Waiting for a second brood (Explore the Wild – 5.7.24).

The Into the Mist nest box was empty and like the Explore the Wild nest box, is waiting for a potential second brood.

Will there be another nest build in this nest box (Into the Mist – 5/7/24)?

The nest box on the east side of the parking deck is empty and waiting for occupants.

Another nest waiitng for residency (Parking Deck East – 5/7/24).

There are five bluebird eggs in the nest on the west side of the parking deck.

Five bluebird eggs at Parking Deck West (5/7/24).

The Butterfly House nest box has what is the beginning of a bluebird nest. More work is needed but it’s nearly complete.

A second bluebird nest under construction at Butterfly House (5/7/24).

Seven bluebird eggs are being incubated (2-Cow Pasture and 5-Parking Deck West) and four birds have fledge since last week’s inspection (4-chickadees). We have three empty nests with new berry baskets waiting for occupancy.

See you next week!

1 response to Nest Box Update 5.7.24

  1. Amy O. says:

    Quite the throwback, but did you ever happen to get a definitive answer on why the unusually-balding NOCA you spotted back in 2011 (https://www.natureblog.org/bald-headed-cardinal/) had lost its head feathers? (And either way, do you happen to recall what eventually became of that bird over time?)

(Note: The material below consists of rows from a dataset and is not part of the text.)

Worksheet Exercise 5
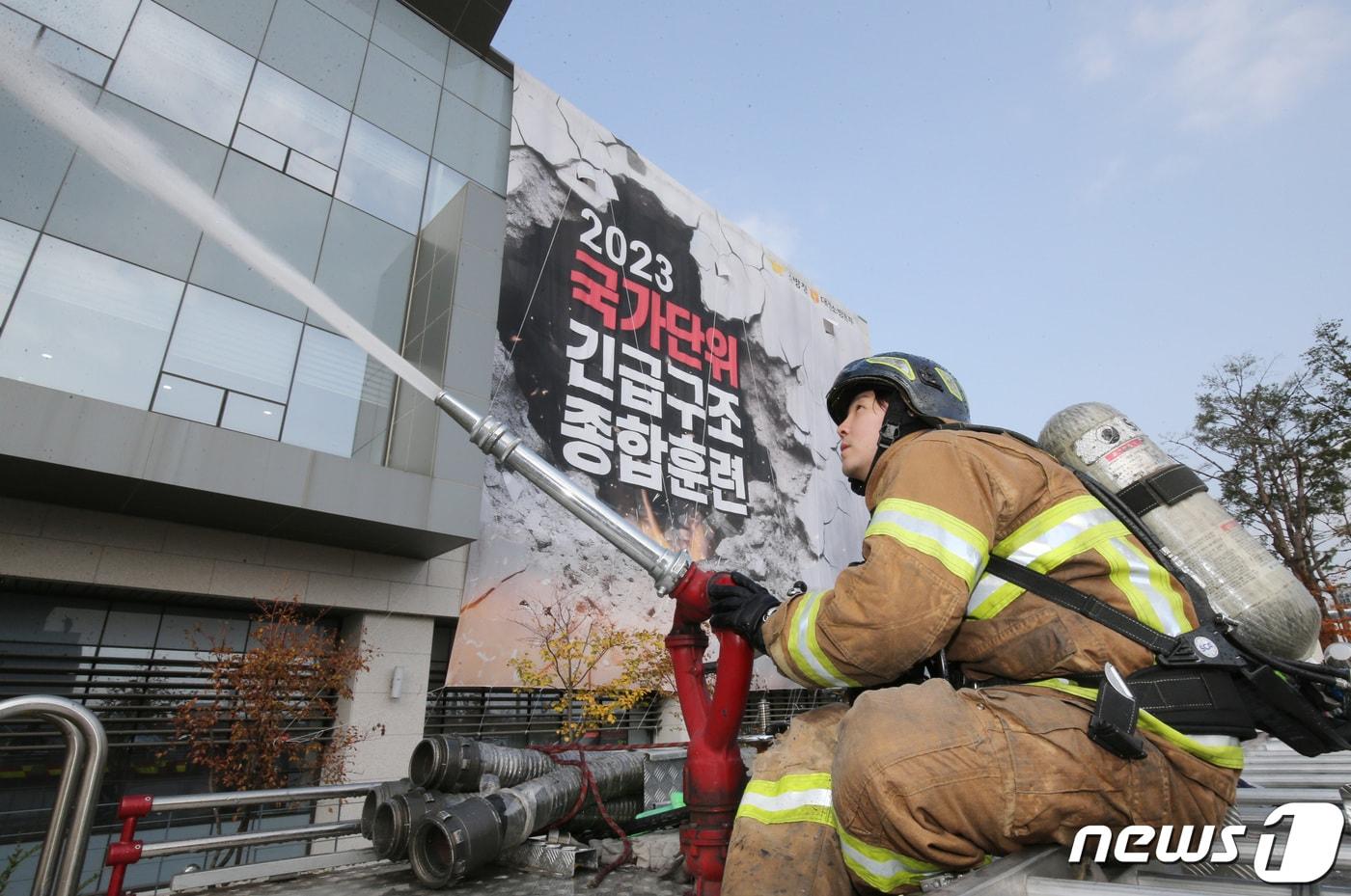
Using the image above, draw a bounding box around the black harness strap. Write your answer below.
[985,555,1176,656]
[1116,464,1205,517]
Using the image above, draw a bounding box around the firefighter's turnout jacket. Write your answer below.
[724,430,1243,896]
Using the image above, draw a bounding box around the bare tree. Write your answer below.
[175,601,382,865]
[1179,320,1351,628]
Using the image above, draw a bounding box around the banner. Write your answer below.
[447,68,868,687]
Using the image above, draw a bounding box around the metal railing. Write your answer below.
[105,781,379,896]
[0,695,108,896]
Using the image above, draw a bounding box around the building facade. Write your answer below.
[0,0,512,880]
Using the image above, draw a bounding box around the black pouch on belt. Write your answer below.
[1089,663,1144,760]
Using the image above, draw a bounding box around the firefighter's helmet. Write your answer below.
[825,352,972,426]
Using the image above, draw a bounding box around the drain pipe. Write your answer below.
[408,734,555,794]
[408,753,646,889]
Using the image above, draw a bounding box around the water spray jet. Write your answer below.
[0,33,753,896]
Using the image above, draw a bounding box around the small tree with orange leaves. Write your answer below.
[175,601,381,865]
[508,596,676,744]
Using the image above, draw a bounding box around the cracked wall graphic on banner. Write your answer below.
[447,68,870,687]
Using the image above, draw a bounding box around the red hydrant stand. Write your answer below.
[104,794,155,896]
[666,564,754,896]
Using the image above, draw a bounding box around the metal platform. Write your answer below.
[152,743,1351,896]
[173,862,688,896]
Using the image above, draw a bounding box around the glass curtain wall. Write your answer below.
[0,0,510,463]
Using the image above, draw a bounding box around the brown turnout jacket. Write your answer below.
[763,430,1196,687]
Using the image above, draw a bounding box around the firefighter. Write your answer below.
[709,352,1243,896]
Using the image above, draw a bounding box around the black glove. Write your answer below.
[708,572,778,653]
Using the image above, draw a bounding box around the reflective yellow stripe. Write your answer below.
[835,823,956,890]
[868,358,915,383]
[1028,679,1243,771]
[736,772,967,890]
[787,591,858,689]
[736,772,835,828]
[966,495,1140,619]
[864,498,990,591]
[1097,538,1192,635]
[933,367,966,401]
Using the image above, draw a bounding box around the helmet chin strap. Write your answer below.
[848,396,932,495]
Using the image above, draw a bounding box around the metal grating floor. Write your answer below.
[191,862,686,896]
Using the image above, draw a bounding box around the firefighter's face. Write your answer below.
[837,390,886,479]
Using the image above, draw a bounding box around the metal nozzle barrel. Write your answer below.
[361,777,413,839]
[436,393,692,594]
[371,787,469,862]
[408,734,554,794]
[408,753,646,889]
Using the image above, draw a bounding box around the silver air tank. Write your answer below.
[1039,402,1321,662]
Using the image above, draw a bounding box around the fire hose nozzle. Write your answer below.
[436,393,691,593]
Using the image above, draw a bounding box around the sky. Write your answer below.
[493,0,1351,443]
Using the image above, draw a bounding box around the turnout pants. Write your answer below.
[723,680,1239,896]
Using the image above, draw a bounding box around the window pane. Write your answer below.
[46,92,226,280]
[446,41,510,125]
[150,374,226,426]
[108,3,254,145]
[0,219,38,322]
[165,286,300,401]
[335,116,427,233]
[4,0,138,57]
[230,124,287,172]
[423,159,469,227]
[287,152,338,193]
[38,28,112,85]
[432,92,510,196]
[4,595,108,645]
[357,47,440,152]
[239,65,351,169]
[100,603,159,659]
[281,327,366,457]
[220,393,285,439]
[371,0,450,85]
[258,0,368,109]
[0,236,182,409]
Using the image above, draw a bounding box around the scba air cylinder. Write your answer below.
[1039,402,1321,660]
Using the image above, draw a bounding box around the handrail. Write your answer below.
[0,693,108,896]
[104,781,382,896]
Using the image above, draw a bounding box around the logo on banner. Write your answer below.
[1070,802,1345,883]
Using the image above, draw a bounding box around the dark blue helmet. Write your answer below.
[825,352,972,426]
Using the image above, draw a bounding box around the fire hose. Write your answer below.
[436,393,753,896]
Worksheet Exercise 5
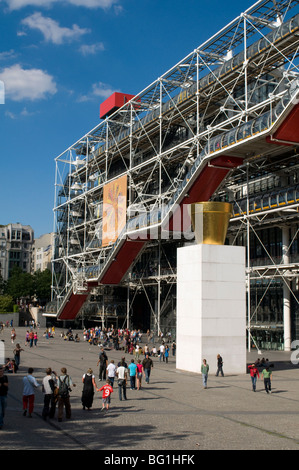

    There’s a several-year-resident female NOCA in/around our backyard here in Columbus, Ohio who’s been showing the same pattern/timing of worsening feather loss for over a month now. Having just noticed that some additional feather loss seems to now be occurring on the equivalent of her hind quarter/”hip” region, I tried Google anew and stumbled onto that post.

    I didn’t see any conclusive follow-up posts using a few combinations of search terms, but apologies if I somehow missed it! Thank you so much in advance for whatever insight you can offer (even if none)!